Последние времена (сборник) - страница 6



Однако не прошло и месяца, как Левушка высох, почернел и стал глядеться настоящим поэтом. Он перестал ходить к репетиторам и готовиться к экзаменам и жутко скандалил на этой почве с мамашей, сурово предупреждавшей его, что вот попадет в армию, дурь-то у него повыбьют. Лева вопил, что она погрязла в мещанстве и ничего не смыслит в человеческой душе, после чего звонил Тезкину и безнадежно упавшим голосом уверял, что покончит с собою.

Слова его падали на благодатную почву. Больше всего на свете боявшийся и всюду чувствующий дыхание Танатоса, Тезкин терпеливо выгуливал друга по аллейкам Автозаводского сквера, утешал его, уверял, что все образуется и настоящая любовь прекрасна сама по себе. Голдовский успокаивался, впадал в пространные монологи, читал новые стихи и жаловался среди прочего, что журналы его отвергают, а родичи склоняют поступать в иняз, где у тетки есть блат. Он же идти туда совершенно не хочет и ни на что не променяет университет – единственное достойное его место, – пусть даже он снова не поступит в это лето и пойдет, как и Тезкин, в армию, – это хорошая школа для будущего писателя. И, пока он все это говорил, Тезкин ловил себя на ужасной, но сладкой мысли: он был безумно рад в душе, что у Левы ничего не получается с Катериной, и желал бы, чтобы так было и впредь. Однако это слишком расходилось с чувством товарищества и угрозой Голдовского свести счеты с жизнью. Бедняга мучился, разрываясь между любовью и долгом, не зная, чему все-таки отдать предпочтение.

– Как ты думаешь, она девушка? – вывел его из задумчивости Лева.

– В каком смысле? – не понял Тезкин.

– В прямом, – вздохнул Голдовский.

3

Прошла слякотная московская зима. В апреле Тезкину исполнилось осьмнадцать лет, он только чуть-чуть опоздал к первым в своей жизни выборам, а на душе у него делалось все тревожнее и смутнее. Он томился любовью к Катерине, но в отличие от Левы ему даже некому было пожаловаться. Благородство мешало действовать самому, хотя с детства развитая интуиция, замещавшая Тезкину все интеллектуальные способности, подсказывала, что его шансы были значительно выше.

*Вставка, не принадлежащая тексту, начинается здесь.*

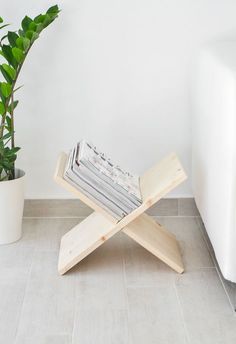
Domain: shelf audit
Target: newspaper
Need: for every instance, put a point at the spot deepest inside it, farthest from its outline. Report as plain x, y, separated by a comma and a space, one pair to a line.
94, 174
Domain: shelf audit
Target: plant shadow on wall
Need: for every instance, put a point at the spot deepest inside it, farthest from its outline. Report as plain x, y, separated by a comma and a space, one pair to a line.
14, 48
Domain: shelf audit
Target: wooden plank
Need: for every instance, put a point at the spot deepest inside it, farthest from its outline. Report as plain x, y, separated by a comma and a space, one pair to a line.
159, 180
157, 240
100, 226
84, 239
96, 229
58, 177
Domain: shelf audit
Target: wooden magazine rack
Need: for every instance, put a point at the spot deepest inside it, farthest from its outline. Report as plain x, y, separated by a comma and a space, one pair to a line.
100, 226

Сделав выбор в пользу благородства, Тезкин решил удалиться и не вмешиваться в эту историю, но, словно разгадав его намерение, история вмешалась сама. Однажды вечером ему позвонила Левина матушка и раздраженно, как она всегда с ним разговаривала, не без оснований находя влияние Тезкина на сына дурным, спросила:

– Слушай, Саша, может, предложить ей денег?

– Каких денег?

– Каких, каких? Самых обыкновенных. Как ты думаешь, сколько это будет стоить?

– Что? Чтобы она оставила его в покое? – догадался наконец вспомнивший собственный опыт Парис.

– Да нет же! – с еще большим раздражением ответила она и швырнула трубку.

Тезкин несколько секунд тупо слушал гудки отбоя и поскольку имел богатое воображение, то живо представил бесцеремонную Татьяну Павловну, делающую гнусное предложение ангельской Катиной душе.

Не зная толком, что он скажет, Тезкин набрал номер Кати.

– Санечка, – пропела она, – ты ли это?

– Я, – ответил он храбро и запнулся.

– Что же это приключилось такое, что ты мне звонишь? – засмеялась она.

Голос ее показался ему таким бесхитростным, что уже готовый разоблачить коварные происки Тезкин пробормотал:

– Так просто.

– Жаль. Я думала, ты по мне соскучился и хочешь куда-нибудь позвать.

– А ты можешь?

– Тезкин, Тезкин, – вздохнула она, – и что только твой приятель плел мне про твои амурные истории? Ну мыслимое ли дело быть в твои годы таким тютей?